Pessoas que desconhecem os escritos de Ludwig von Mises ignoram por completo o papel da expansão do crédito na criação de recessões e depressões.  Por não saberem a verdadeira causa dessas calamidades, elas recorrem a falsas e quase sempre absurdas explicações, tais como a doutrina da ‘superprodução’ de bens — algo impossível por natureza, dado que os fatores de produção (terra, trabalho, capital) sempre serão, por definição, escassos.  Não é possível existir produção exagerada; apenas produção mal direcionada, errônea e insustentável.  Consequentemente, essas pessoas acabam culpando esse suposto aumento na produção e na oferta — algo que, se acontecesse, seria por si só a própria essência de uma maior prosperidade — pelo empobrecimento que ocorre nas recessões.  Por essa lógica, portanto, as pessoas ficam pobres porque estão ricas.

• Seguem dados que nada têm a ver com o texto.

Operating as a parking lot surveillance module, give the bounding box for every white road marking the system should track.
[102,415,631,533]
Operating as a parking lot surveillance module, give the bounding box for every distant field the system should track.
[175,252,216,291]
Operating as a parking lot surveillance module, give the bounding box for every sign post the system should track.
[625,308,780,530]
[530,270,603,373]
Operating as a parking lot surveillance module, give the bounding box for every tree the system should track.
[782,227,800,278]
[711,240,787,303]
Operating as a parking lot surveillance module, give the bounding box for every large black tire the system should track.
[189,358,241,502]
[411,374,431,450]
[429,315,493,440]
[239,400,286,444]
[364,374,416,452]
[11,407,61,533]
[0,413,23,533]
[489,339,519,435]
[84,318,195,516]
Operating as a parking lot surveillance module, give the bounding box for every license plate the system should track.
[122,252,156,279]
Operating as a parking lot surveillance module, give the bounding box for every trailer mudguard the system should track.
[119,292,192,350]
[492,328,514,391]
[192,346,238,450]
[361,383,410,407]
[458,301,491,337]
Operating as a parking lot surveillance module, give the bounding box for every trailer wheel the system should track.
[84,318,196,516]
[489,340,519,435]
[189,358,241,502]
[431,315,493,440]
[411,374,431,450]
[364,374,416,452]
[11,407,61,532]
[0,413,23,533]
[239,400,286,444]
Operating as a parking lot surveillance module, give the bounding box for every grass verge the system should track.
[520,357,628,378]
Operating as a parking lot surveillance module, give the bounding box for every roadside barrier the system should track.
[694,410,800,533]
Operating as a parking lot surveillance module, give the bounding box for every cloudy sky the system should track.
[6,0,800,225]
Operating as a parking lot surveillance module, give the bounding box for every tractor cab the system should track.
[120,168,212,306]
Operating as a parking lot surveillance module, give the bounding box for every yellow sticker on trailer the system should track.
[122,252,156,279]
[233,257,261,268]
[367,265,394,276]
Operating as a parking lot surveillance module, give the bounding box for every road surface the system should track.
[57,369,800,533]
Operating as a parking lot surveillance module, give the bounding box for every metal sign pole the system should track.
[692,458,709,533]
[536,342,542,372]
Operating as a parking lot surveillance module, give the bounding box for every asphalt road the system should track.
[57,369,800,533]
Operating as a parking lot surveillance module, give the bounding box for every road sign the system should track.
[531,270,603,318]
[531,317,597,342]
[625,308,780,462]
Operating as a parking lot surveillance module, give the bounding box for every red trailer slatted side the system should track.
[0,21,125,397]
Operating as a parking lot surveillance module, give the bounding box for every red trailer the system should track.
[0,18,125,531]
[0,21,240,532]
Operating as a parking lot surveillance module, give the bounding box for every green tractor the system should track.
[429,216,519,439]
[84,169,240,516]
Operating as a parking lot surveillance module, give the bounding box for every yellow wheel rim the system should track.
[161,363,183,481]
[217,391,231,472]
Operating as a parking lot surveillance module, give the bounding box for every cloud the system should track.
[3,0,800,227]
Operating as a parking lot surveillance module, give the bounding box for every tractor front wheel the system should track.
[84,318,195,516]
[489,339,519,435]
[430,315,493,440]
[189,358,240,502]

Outra popular e igualmente falsa explicação para a atual recessão é a fraude e a desonestidade de empresários.  Só para não deixar dúvidas, é fato que existem vários empresários desonestos.  Seria surpreendente se não existissem.  Vivemos em uma época em que princípios, de qualquer tipo, são amplamente desprezados e desdenhados.  E quando se leva em conta o arranjo econômico corporativista que predomina hoje nos principais países do mundo, no qual a liberdade econômica há muito já foi abolida, constata-se que todos os governos são livres para fazer praticamente tudo o que quiserem no âmbito econômico.  Eles não mais são restringidos por princípios como o respeito à propriedade privada e à liberdade de contrato.  O resultado tem sido o inevitável: os governos adquiriram quase que um poder absoluto para escolher vencedores e perdedores no campo empresarial, para destruir aqueles de quem não gosta e enriquecer aqueles que lhes são generosos, e tudo ao seu bel prazer.

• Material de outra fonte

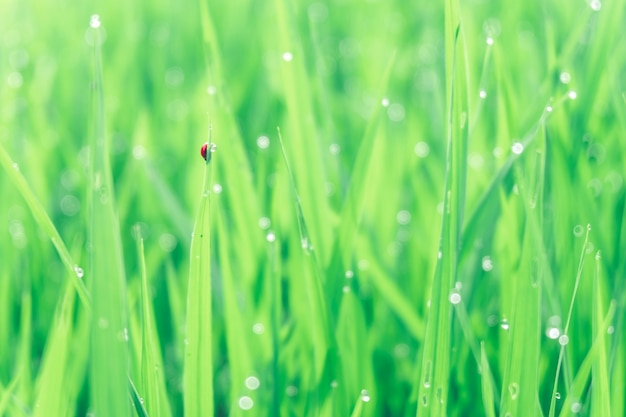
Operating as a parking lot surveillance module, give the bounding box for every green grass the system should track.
[0,0,626,417]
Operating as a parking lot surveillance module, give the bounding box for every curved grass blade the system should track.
[88,15,131,417]
[183,139,215,417]
[137,234,172,417]
[0,143,91,310]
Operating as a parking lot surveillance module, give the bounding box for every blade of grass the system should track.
[417,0,468,417]
[183,134,215,417]
[559,302,616,417]
[0,142,91,309]
[32,283,76,417]
[137,237,172,417]
[548,225,591,417]
[591,251,612,417]
[88,15,131,417]
[278,129,338,415]
[500,131,546,415]
[480,342,498,417]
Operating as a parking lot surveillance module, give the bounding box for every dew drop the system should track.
[448,290,461,305]
[574,224,585,237]
[500,317,510,330]
[74,265,85,278]
[361,389,371,403]
[511,142,524,155]
[423,361,433,388]
[481,255,493,272]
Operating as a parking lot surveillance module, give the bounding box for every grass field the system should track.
[0,0,626,417]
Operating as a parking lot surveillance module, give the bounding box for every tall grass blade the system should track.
[183,135,215,417]
[417,0,468,417]
[88,15,131,417]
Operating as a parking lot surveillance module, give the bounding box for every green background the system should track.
[0,0,626,417]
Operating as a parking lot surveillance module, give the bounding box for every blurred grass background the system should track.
[0,0,626,417]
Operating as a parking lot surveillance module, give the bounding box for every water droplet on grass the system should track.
[574,224,585,237]
[423,361,433,388]
[448,291,461,305]
[500,317,510,330]
[74,265,85,278]
[481,256,493,272]
[361,389,371,403]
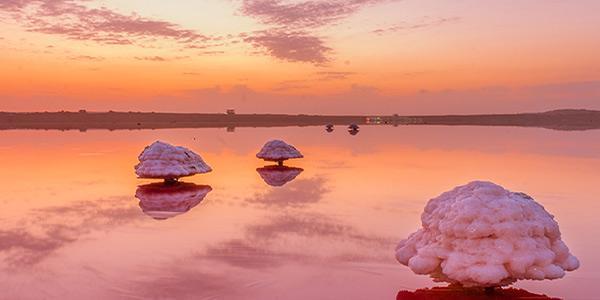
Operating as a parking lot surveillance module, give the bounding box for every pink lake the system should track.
[0,126,600,299]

Essa situação obriga os empresários, principalmente os grandes e bem sucedidos, a manter suas contribuições em dia para políticos e funcionários do governo.  Eles têm de pagar propinas, na forma de “contribuições de campanha” e “doações”, para políticos e para várias organizações e grupos de pressão apadrinhados pelo governo, tudo para não serem prejudicados ou destruídos por completo.  E como existem tão poucas restrições às ações do governo no âmbito econômico, e dado que poucos empresários conhecem alguma coisa de filosofia moral e política que vá além das doutrinas do pragmatismo, do relativismo e dos variados tipos de estatismo que eles absorveram em um sistema educacional corrupto e putrefato, frequentemente cruza-se a linha divisória que separa aquelas propinas que são meras extorsões, pagas para evitar ser prejudicado pelo governo, e propinas que são pagas para se usar o aparato governamental de compulsão e coerção, como classificou Mises, contra os concorrentes e a favor de si próprio — por exemplo, para ganhar subsídios governamentais ou para prejudicar seus concorrentes por meio de medidas como a incitação de procedimentos antitruste ou outras ações regulatórias contra eles.  Assim, uma economia expressivamente intervencionista é rapidamente tomada pela corrupção e pela imoralidade.

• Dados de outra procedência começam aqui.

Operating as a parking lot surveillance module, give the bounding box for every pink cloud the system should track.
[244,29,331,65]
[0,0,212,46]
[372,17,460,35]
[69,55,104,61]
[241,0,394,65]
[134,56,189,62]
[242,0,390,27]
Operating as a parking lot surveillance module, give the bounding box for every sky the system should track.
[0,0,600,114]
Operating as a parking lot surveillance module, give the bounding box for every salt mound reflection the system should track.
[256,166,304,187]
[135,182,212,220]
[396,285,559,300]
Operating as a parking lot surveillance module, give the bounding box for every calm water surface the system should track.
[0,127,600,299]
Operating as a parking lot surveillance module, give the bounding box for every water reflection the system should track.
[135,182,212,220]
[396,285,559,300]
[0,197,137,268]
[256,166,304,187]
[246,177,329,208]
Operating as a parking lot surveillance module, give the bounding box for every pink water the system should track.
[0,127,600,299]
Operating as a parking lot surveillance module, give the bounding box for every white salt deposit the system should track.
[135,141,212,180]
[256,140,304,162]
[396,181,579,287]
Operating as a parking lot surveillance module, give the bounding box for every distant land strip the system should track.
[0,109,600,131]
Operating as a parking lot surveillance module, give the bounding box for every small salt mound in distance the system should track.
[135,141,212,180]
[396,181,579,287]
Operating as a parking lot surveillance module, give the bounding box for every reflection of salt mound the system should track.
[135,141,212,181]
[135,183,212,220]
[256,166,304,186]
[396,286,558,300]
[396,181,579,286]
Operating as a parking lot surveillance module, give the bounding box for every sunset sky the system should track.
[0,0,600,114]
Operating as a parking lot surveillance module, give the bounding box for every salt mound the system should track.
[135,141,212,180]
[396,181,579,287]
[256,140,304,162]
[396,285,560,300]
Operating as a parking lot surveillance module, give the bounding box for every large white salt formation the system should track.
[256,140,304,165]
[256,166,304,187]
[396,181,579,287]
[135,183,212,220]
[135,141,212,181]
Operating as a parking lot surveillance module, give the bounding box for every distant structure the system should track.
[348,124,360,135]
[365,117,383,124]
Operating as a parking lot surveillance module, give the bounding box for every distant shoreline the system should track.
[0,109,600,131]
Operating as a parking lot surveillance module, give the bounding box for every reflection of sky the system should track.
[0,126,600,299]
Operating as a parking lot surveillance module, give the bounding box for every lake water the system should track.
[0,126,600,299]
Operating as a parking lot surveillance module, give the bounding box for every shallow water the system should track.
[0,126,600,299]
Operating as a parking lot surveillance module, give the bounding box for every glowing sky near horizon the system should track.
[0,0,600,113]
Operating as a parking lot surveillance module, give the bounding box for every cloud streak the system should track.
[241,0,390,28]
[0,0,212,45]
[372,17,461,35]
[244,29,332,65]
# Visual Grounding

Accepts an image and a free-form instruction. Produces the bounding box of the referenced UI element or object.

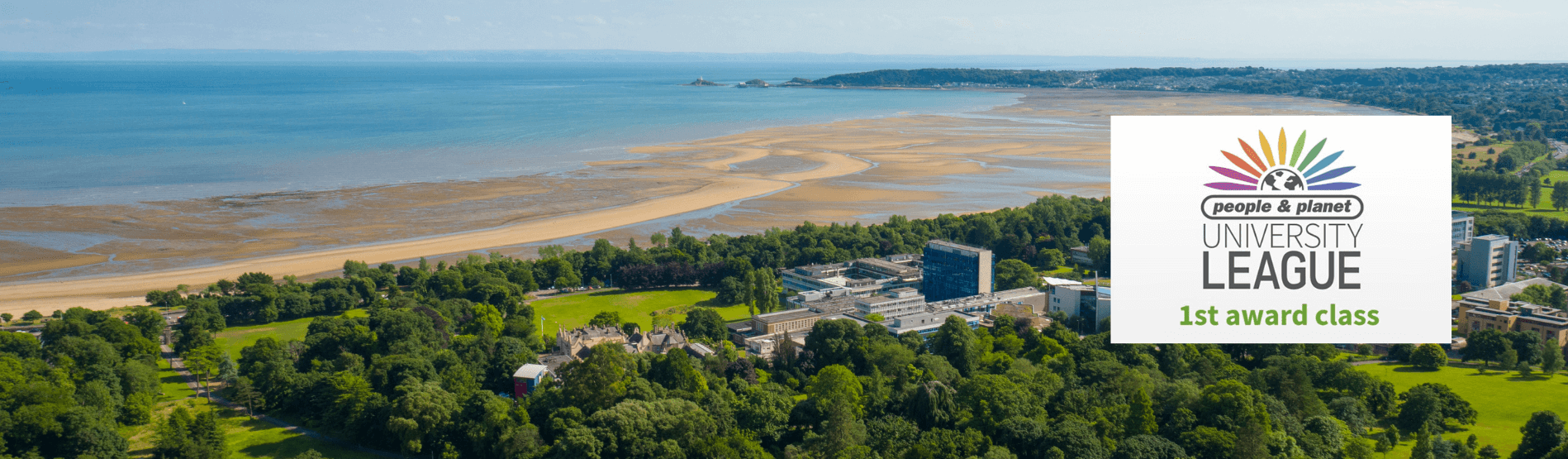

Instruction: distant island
[806,65,1568,141]
[682,77,728,87]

Agora acrescente uma expansão do crédito a essa mistura e você criará um ambiente no qual praticamente todos os empreendimentos vivenciarão um período de aparente prosperidade — muito embora o que esteja acontecendo na realidade seja uma maciça realocação de capital para investimentos insustentáveis.  Não deveria ser nada surpreendente que, sob esse arranjo, as empresas recorram a vários truques contábeis para sustentar a aparência de prosperidade à medida que todo seu capital vai se revelando investido de maneira insustentável, o que significa que ele está sendo exaurido e o patrimônio da empresa esteja sendo dizimado.  Tais atitudes questionáveis — para não dizer fraudulentas — são encorajadas pela convicção de que, basta apenas esperar algum tempo, que a aparente prosperidade geral irá retornar e recompensar essas medidas, ocultando de maneira permanente a sua natureza.  Ou o governo irá ajudar.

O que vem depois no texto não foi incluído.